Other red flags in this post indicate the rumor is little more than an invented anecdote to mock the teenager. For starters, we found that this story was being shared almost exclusively by people expressing a negative view of Thunberg. If this was a genuine quote, you'd expect this story would have been shared (at least initially) by Thunberg's supporters.

Furthermore, the anecdote described in this post is simply ludicrous. Although it wouldn't be out of the ordinary for Thunberg, a teenager who became Time magazine's youngest Person of the Year for her work addressing climate change, to note the adverse environmental impact of disposable chopsticks, it would be quite extraordinary for the government of the most populous country in the world to issue a juvenile response telling someone not to "wipe their butt" because toilet paper is made from trees.

If China did issue such a statement, it would have surely been international news.
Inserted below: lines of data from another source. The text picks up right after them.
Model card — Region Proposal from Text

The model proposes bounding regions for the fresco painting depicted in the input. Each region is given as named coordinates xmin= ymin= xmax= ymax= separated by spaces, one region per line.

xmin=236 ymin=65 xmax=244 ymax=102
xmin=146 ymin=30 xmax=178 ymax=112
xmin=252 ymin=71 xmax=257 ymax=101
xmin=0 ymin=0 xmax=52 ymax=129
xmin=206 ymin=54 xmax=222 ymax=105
Yet, just as we were unable to find a source for Thunberg's alleged comment, we were unable to find a credible source for China's alleged insult. In fact, the text on the above-displayed meme is a near-verbatim copy of the text published to the humor website Joe.ks.com.

Although Thunberg did not urge China to ban the use of chopsticks, China truly uses millions of trees every year to produce billions of pairs of disposable chopsticks. When concerns about the adverse impact disposable chopsticks had on the environment were raised in 2006, the Chinese government implemented a 5% tax on the utensil in an attempt to slow deforestation.

BBC News reported:

The Chinese government is introducing a 5% tax on disposable wooden chopsticks in a bid to preserve its forests.

It produces about 45 billion pairs of chopsticks a year, consuming millions of trees and bamboo plants.

The move came as China said it would raise some consumption taxes next month in a bid to help the environment and narrow the gap between rich and poor.

Although this tax may have slowed deforestation, it certainly hasn't stopped it. In 2013, Bo Guangxin, the head of the China Jilin Forest Industry Group, estimated that China was using 20 million trees a year to produce nearly 80 billion pairs of disposable chopsticks.

Sources

NPR.   "Transcript: Greta Thunberg's Speech At The U.N. Climate Action Summit."     23 September 2019.

BBC.   "China Introduces Chopsticks Tax."     22 March 2006.

Lee, Don.   "China’s Chopstick Tax Seems Dim to Some."     Los Angeles Times.   24 March 2006.

Nuwer, Rachel.   "Disposable Chopsticks Strip Asian Forests."     The New York Times.   24 October 2011.

Dan Evon is a former writer for Snopes.